Date Posted: 2002
This essay reviews David A. Skeel, Jr., Debt's Dominion: A History of Bankruptcy Law in America. Although nominally a book about the history of bankruptcy law in America, Skeel's book is a comprehensive analysis of the past, present, and future of bankruptcy law in America. Skeel divides the history of bankruptcy law in America into three historical stages: the Nineteenth Century, the era of the 1898 Bankruptcy Act and the Great Depression, and the modern era of the 1978 Bankruptcy Code. As Skeel notes, the shape of bankruptcy law and practice throughout American history is at least as much a factor of political considerations and influence as economic considerations. To develop his point, Skeel draws on the fields of public choice and social choice, both of which apply the assumptions and tools of economics to the study of political science. Skeel uses these tools to shape his narrative, giving his argument an analytical edge that prior historical studies of American bankruptcy law have lacked. In particular, American bankruptcy law can be understood as resulting from the clash of three sets of interests: pro-debtor ideological interests (often spearheaded by law professors), creditors, and bankruptcy professionals (including bankruptcy judges). Although the outcome of this three-way struggle is unclear at any given moment, the dominant course of evolution of American bankruptcy law has been towards increasingly-generous bankruptcy laws that provide strong incentives for both individual and corporate debtors to file bankruptcy.

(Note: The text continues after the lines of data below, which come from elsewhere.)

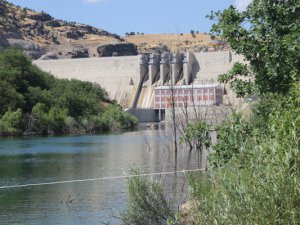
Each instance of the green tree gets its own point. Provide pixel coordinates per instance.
(11, 122)
(267, 35)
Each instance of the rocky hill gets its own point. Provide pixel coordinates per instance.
(38, 33)
(42, 36)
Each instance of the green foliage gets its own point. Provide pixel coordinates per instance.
(11, 122)
(114, 118)
(53, 106)
(197, 135)
(267, 35)
(232, 135)
(146, 202)
(261, 183)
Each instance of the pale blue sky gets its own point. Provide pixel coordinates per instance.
(148, 16)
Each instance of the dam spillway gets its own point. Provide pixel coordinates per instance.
(132, 80)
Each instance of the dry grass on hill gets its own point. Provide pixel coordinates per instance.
(175, 41)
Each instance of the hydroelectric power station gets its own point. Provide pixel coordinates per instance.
(144, 84)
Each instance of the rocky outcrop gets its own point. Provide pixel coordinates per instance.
(117, 50)
(38, 33)
(29, 48)
(49, 56)
(78, 53)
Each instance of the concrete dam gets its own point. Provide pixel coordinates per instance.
(145, 81)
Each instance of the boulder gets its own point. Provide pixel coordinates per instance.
(29, 48)
(49, 56)
(78, 53)
(117, 50)
(41, 17)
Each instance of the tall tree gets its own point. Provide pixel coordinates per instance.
(267, 34)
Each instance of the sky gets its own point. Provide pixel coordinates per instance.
(144, 16)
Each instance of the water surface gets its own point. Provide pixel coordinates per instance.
(51, 159)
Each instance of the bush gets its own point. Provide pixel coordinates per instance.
(146, 202)
(11, 123)
(232, 135)
(260, 184)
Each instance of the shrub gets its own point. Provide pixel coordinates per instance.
(146, 202)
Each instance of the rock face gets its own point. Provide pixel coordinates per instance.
(79, 53)
(117, 50)
(38, 33)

Building on Skeel's insights, I then offer my own impressions of the current debate over the bankruptcy reform act as well as the future of bankruptcy law in America. Although largely explained by the factors identified by Skeel, the current debate over the bankruptcy reform act has introduced a new element to the traditional debate - an ideology of personal responsibility ushered in by the Republican takeover of Congress in 1994 that has offset the traditional dominance of prodebtor ideology. At the same time, the bankruptcy system has become sufficiently unbalanced in a prodebtor direction that creditors have been able to overcome the collective action problems that have undermined prior reform efforts. These historical developments have made bankruptcy reform possible, unlike reform efforts in the past. With respect to the future of bankruptcy law, this essay argues that the likely result will be global convergence on efficient bankruptcy laws. Building on prior work demonstrating convergence on efficient corporate law rules in the American federal system, this essay argues that globalization will drive a similar convergence on efficient bankruptcy laws. This will encourage countries with excessively prodebtor laws, such as the United States, to adopt less-generous laws; it should also induce European countries to loosen their laws so as to encourage greater entrepreneurship and risk-taking.